Gulf-based rugby union club sides will need to tackle visa issues some of them are facing regularly at airports if they are to field their best line-ups at the tournament.
Travel troubles hampering Gulf Top Six teams
When Dubai Hurricanes arrive in Manama tomorrow morning for their Gulf Top Six tie against Bahrain, they might discover a few stragglers at the airport still waiting for their flight back from last weekend's epic Gulf Cup final.
They will probably look a bit like Tom Hanks in The Terminal by now, but the Hurricanes players should not laugh: it could easily be them.
It is the one problem that still afflicts the commendably high-standard Gulf Top Six. The variable visa processes across the three countries involved means a kerfuffle at passport control is almost guaranteed at some point or other.

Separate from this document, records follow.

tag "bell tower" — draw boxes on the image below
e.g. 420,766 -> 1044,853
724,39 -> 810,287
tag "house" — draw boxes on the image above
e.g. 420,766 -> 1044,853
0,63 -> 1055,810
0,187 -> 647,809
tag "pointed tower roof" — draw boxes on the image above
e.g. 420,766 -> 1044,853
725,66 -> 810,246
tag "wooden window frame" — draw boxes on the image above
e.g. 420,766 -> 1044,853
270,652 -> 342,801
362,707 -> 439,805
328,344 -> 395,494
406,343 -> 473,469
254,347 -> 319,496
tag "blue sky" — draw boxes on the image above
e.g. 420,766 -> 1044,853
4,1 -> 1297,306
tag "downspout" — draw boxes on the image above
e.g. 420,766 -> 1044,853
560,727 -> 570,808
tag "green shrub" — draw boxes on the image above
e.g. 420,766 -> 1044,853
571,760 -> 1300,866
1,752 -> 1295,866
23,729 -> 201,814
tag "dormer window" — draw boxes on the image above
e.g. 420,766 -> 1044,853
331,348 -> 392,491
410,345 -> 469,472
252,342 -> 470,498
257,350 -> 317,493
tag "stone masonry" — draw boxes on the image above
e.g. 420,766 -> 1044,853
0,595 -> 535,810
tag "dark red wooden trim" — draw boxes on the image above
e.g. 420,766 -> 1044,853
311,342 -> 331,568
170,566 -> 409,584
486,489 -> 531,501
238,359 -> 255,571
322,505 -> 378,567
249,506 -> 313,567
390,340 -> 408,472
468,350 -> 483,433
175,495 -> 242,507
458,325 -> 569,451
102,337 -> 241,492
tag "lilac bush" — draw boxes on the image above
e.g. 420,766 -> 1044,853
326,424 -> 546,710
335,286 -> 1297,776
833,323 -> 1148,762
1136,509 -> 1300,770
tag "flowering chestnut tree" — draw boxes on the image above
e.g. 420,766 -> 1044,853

As such, teams rarely arrive at their destination with their first-choice squad – even if they set off with it.
Rugby in this region once thrived because of cross-border travel. Each weekend was a mini-voyage of discovery. For it to go well, though, you have always had to have a few people in the know, as well as a slice of luck.
A few years back Abu Dhabi Harlequins – or the Bats as they were then known – used to fly to matches on their own glorified microlight. They knew the pilot had the weekend off from flying it to the oil rigs. If they had an extended squad of players, they would ditch the life-raft to make room for them to travel.
Times have changed but the teams still have to get creative, or forward plan a long while in advance, if they are going to put their strongest team on the field.